How To Seal The Deal Internally

by | May 3, 2016 | Blog

When we think of negotiations, we usually take an outward or external focus. How will we prepare to work with our counterparts? What leverage points do we have? Who do we have to persuade that the deal is signature-worthy?

And with the right preparation, guidance and discipline, we’ll usually achieve a solid result for ourselves. But we’re overlooking something – something that can vastly change (for the better) how our negotiations unfold and how smoothly we’re able to close. That something is the internal negotiation.

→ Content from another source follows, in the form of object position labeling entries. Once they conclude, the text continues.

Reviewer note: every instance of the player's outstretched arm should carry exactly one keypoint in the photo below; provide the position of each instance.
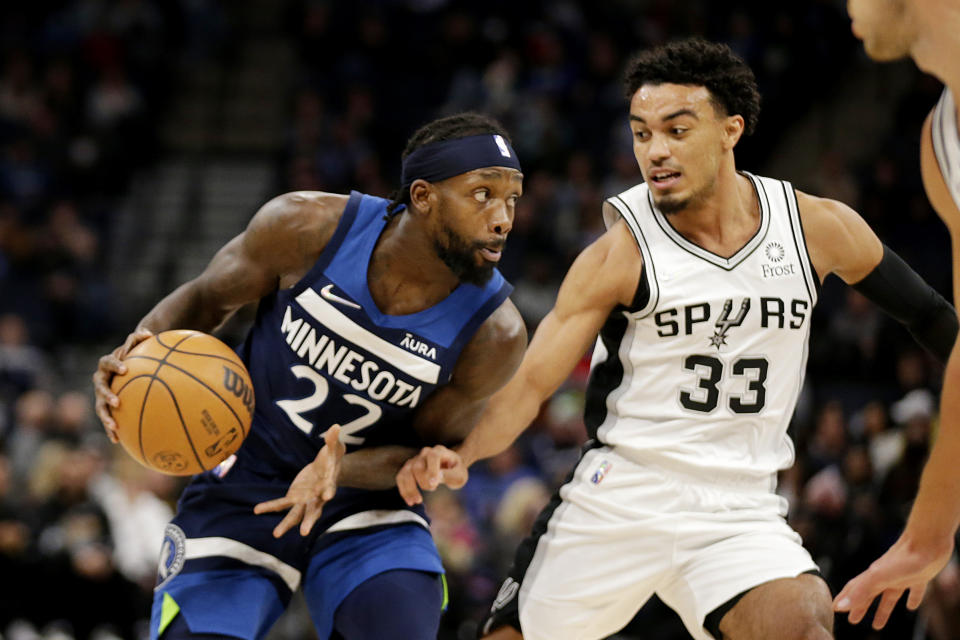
(841, 242)
(606, 274)
(278, 246)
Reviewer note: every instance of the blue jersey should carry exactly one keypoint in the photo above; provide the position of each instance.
(322, 353)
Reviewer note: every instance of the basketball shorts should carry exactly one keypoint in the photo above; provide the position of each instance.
(618, 532)
(224, 573)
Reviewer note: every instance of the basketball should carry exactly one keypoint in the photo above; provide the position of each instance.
(186, 402)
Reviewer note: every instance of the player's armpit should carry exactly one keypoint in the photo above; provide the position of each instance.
(937, 191)
(838, 239)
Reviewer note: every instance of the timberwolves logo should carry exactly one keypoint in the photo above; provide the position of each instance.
(774, 251)
(725, 322)
(171, 554)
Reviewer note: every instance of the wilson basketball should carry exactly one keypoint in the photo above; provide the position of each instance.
(186, 402)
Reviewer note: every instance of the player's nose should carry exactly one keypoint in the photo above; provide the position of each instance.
(501, 219)
(658, 149)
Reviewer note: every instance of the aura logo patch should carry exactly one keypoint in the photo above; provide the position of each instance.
(172, 554)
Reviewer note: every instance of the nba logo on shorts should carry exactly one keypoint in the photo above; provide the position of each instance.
(601, 472)
(171, 554)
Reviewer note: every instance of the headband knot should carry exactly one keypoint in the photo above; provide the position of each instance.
(441, 160)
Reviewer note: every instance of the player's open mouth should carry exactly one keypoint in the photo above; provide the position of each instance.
(664, 178)
(491, 254)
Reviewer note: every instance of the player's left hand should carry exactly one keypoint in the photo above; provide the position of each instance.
(905, 566)
(314, 486)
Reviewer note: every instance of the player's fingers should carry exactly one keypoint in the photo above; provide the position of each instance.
(102, 390)
(856, 604)
(310, 517)
(915, 596)
(422, 473)
(278, 504)
(407, 484)
(289, 521)
(432, 461)
(110, 365)
(455, 477)
(134, 339)
(885, 608)
(331, 438)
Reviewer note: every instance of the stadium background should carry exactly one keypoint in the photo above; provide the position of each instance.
(136, 136)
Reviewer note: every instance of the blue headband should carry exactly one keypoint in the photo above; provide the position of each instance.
(441, 160)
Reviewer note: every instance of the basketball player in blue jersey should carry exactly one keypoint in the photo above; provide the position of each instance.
(702, 291)
(382, 327)
(929, 32)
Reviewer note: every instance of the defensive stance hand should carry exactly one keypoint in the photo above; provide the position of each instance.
(905, 566)
(429, 469)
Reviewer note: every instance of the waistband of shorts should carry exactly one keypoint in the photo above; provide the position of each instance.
(711, 477)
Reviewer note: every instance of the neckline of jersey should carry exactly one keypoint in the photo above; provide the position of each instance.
(705, 254)
(370, 305)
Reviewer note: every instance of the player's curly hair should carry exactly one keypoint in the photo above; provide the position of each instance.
(695, 61)
(460, 125)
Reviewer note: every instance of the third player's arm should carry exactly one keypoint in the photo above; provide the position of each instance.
(927, 541)
(606, 274)
(840, 242)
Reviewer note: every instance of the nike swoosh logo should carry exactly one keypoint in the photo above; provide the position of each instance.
(327, 292)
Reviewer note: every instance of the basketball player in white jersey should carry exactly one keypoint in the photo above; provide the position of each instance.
(702, 291)
(929, 32)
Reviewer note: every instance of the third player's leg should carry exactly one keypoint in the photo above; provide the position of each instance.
(788, 609)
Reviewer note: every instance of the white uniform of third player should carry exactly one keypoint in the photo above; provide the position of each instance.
(946, 142)
(690, 401)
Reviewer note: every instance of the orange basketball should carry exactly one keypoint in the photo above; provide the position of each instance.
(186, 402)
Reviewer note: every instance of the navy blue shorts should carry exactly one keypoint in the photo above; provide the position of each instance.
(223, 573)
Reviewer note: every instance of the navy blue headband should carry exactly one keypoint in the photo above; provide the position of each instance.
(441, 160)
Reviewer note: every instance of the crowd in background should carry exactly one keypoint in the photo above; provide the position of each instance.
(83, 87)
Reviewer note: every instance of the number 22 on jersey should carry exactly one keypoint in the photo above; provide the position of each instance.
(295, 408)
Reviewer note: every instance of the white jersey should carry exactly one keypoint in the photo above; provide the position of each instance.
(703, 374)
(946, 142)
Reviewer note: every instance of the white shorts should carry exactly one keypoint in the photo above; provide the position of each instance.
(623, 532)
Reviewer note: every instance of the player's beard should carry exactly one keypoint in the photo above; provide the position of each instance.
(669, 204)
(460, 256)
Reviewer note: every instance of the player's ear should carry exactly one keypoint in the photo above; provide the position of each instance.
(423, 197)
(732, 130)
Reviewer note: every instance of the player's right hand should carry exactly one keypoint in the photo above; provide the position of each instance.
(904, 567)
(429, 469)
(111, 365)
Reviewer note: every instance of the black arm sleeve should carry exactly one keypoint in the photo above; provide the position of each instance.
(898, 290)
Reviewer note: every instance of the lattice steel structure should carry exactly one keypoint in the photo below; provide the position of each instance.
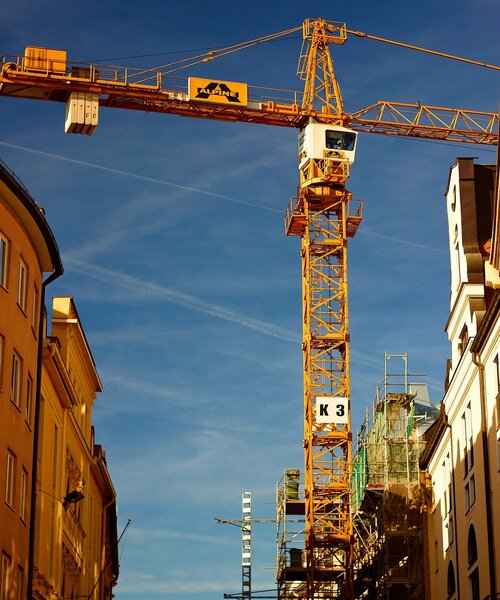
(324, 215)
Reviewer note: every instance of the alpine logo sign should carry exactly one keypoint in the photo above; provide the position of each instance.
(332, 409)
(218, 92)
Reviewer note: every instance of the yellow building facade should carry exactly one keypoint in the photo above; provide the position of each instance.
(58, 536)
(27, 251)
(76, 547)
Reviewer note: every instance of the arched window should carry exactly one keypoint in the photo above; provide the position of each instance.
(451, 588)
(471, 547)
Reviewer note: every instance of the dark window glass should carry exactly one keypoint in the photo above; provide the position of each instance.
(339, 140)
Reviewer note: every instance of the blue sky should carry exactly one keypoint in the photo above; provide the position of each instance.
(171, 233)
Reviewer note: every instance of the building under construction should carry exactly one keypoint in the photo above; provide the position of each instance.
(386, 495)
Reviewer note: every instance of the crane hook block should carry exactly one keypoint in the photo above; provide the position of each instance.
(82, 113)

Taking a look at the internal landscape – the stakeholders, the leverage points, the decision making sweet-spots – and then navigating it wisely is essential to success. How to navigate? Here are your 3 keys to a smooth internal negotiation.

Engage Early.

No decision-maker or stakeholder likes being late to the negotiation party. Avoid late-stage pushback by engaging them in the preparation phase of the discussions. A great way to do this is to have a kick-off meeting, and invite everyone who will be impacted by the outcome or who will have control over the final agreement. Think beyond your department vice-presidents, and look to sister organizations: quality control, development, production, logistics, finance…you get the idea – cast your net wide and capture their input from Day 0. Bonus: Holding a kick-off meeting will help you identify people who will be valuable go-to resources for you during the negotiation process.

Communicate Often.

Looking to your own experiences with change, you’ll likely see that incremental changes are far easier to get used to than large-scale game changing ones. The same goes for the evolution of a negotiation. Holding a kick-off session and then not touching base with your organization until the final document is ready can be just as disruptive as pulling the chair out from under them. Avoid this, and smooth your path to approval, by keeping everyone in the loop throughout your negotiation journey. Try a weekly email status update, combined with a monthly meeting or teleconference to share results, explore options and pick the brains of the stakeholders. Bonus: Frequent, bite-sized communications allow you to shape the message you want to be sending. It directs focus where it’s needed and wanted much better than a generalized broadcast does.

Summarize Sweetly.

Make that short and sweetly. You’ve got everyone on board with a kick-off. You’ve brought everyone along with you by keeping them updated on negotiation developments. And now you’re ready to move this over the finish line. How frustrating would it be to get turned back to the negotiation table now? Super. You can mitigate that risk by using both your insight from the kick-off session and your communication skills from regular status updates to create a perfectly positioned, short and sweet deal summary. Your summary should hit all the highlights and convey the value this contract holds for your firm. Minimized cost exposure? Flaunt it. Secured an extra 3 years on the term? Let it shine. Round out the summary with other essential elements (they’ll be different for each business, so think back to what topics got really hot during your kick-off and status reviews – chances are people will want to know where those landed) and voila – you’ve crafted a targeted, positively positioned summary document to bring to your leadership. Bonus: Keeping the summary to a single page is a great way to create a cheat-sheet for future reference. Whenever a question comes up, you’ll have all the essentials at your fingertips.

Negotiations are never easy – but that rocky road of internal negotiation is one that you can smooth – leaving you with more time and energy to work with your counterparts on the best possible deal.